Ce pourrait être nihiliste, mais le personnage de Lisa amène de la chaleur humaine. Une femme complexée, presque vierge, pas très riche, mais assez intelligente.
Jusque là, l’histoire était celle d’une rencontre, assez classique, mais touchante. A partir de là, Anomalisa va vriller vers le fantastique et l’allégorique. C’est ce virage qui transforme le film mélodramatique en œuvre presque métaphysique. Car après avoir fait l’amour, Lisa change et se banalise. L’importance de la voix prend toute sa dimension. C’est avant tout l’illustration d’un homme qui est capable d’une impulsion irréfléchie en suivant ses émotions et qui se lasse vite, lucide sur la routine qui écrasera la beauté éphémère d’une nuit magique. Abattu par son pessimisme et son incapacité à savourer son existence, il en vient à rêver sous la forme d’un délire paranoïaque proche d’une nouvelle de Philip K. Dick, qu’il est un homme sans visage, qu’il n’y a rien derrière son masque.
Les masques tombent
Terrible constat, qui rejoint alors toutes les œuvres de Charlie Kaufman (l’amour est une illusion, de l’autre côté du miroir il n’y a rien). Plus aucune pensée n’est produite. Et, par conséquent, toute réflexion est influencée par des schémas préconçus. La pression sociale détruit alors tout romantisme. Le charme est subtilement rompu par le simple usage de la voix de Lisa…
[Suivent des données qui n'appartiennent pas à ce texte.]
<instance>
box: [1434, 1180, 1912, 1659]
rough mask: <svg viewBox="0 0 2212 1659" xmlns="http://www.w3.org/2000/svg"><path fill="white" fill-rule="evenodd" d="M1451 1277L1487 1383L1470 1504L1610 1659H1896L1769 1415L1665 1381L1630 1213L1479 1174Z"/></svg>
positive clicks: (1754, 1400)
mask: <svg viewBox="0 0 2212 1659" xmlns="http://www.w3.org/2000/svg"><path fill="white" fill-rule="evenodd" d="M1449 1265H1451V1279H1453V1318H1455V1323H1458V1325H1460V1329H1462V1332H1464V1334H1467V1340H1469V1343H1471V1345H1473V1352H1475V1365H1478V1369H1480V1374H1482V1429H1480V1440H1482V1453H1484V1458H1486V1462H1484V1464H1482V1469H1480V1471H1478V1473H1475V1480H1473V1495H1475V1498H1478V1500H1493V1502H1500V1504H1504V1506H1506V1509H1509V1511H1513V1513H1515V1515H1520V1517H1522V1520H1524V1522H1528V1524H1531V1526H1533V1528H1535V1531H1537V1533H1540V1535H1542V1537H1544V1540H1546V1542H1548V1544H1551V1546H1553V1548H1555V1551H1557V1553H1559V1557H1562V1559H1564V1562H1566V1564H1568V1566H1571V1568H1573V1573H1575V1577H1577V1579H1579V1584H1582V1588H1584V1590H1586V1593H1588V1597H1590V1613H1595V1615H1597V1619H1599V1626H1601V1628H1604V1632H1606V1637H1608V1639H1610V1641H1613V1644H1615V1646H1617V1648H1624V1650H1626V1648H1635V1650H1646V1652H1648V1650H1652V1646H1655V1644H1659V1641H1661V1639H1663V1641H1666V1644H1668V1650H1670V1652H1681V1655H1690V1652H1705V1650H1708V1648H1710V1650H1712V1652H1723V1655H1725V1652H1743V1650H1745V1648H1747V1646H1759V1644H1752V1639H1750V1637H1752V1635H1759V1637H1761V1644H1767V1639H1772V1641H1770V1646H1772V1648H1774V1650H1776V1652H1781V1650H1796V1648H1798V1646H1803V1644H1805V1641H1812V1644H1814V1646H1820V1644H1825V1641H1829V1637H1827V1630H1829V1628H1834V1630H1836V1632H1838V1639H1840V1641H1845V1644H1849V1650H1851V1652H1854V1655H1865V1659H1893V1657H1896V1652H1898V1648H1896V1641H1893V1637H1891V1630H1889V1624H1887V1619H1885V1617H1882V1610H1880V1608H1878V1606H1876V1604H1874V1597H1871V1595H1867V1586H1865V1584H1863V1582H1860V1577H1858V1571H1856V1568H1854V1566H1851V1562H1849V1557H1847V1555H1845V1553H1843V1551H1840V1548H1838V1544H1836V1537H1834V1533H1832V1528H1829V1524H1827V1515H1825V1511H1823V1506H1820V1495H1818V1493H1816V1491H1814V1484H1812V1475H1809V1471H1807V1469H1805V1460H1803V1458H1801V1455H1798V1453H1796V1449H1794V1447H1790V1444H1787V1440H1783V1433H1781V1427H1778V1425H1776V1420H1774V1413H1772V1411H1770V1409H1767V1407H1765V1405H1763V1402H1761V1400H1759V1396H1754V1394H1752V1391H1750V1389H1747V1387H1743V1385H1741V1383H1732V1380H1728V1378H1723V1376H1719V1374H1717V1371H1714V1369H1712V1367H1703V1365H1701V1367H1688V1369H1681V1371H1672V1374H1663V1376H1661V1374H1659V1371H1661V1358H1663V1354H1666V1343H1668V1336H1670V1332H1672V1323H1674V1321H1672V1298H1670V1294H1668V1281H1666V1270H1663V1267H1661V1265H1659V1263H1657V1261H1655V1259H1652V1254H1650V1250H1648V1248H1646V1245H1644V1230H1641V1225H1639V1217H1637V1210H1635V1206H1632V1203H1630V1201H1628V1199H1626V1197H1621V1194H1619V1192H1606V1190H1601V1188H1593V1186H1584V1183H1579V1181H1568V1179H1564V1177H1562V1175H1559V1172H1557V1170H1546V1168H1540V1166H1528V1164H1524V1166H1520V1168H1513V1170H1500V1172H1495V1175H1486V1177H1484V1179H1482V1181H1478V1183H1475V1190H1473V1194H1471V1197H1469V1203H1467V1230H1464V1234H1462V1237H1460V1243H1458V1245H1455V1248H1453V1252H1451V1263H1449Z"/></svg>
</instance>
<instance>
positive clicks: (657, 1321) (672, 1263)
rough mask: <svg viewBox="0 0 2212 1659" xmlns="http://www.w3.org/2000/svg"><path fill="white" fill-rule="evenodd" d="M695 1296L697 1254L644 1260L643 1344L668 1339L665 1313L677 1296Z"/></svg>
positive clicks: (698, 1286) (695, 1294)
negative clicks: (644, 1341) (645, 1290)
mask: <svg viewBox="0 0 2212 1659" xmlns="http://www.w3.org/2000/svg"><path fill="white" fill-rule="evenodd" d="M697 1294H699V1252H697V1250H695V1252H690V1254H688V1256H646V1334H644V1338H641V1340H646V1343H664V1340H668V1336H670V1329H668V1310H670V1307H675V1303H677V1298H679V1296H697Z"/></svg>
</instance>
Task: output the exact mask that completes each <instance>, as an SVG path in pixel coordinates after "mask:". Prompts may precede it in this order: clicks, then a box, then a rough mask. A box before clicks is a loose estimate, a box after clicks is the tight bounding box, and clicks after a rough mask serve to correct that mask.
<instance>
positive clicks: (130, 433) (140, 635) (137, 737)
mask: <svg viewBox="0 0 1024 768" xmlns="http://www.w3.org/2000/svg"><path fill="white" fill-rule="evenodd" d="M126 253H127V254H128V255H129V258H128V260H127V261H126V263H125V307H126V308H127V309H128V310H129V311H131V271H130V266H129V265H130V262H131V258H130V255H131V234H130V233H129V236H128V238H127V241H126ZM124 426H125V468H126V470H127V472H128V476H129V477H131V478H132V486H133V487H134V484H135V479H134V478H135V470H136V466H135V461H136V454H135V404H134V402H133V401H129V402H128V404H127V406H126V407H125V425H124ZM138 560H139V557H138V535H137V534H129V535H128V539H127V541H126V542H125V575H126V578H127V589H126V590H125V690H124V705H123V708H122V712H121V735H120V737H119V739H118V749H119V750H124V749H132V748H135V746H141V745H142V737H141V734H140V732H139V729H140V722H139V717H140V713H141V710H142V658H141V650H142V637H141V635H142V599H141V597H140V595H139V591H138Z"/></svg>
C’est quoi être humain aujourd’hui ? C’est quoi la douleur ? C’est quoi être vivant ? Autant de questions qui n’ont pas forcément de réponses mais qui donnent à Anomalisa un aspect philosophique fascinant, qui hante longuement nos esprits. Au milieu de cette solitude dans les champs peuplés de cons, on peut légitimement péter les plombs. Mais ici, il ne s’agit que d’une magnifique critique subversive, satirique et réfléchie d’un système où le service client est supérieur à la relation humaine, où le consommateur a dévoré l’individu. Un monde de clones qui ne font pas rire, sauf à avoir la distance nécessaire (et salutaire) pour y voir des clowns dont on peut se moquer, tout en étant compatissant avec cet homme largué et défait par l’absence d’hyperliens dans cet OS connecté.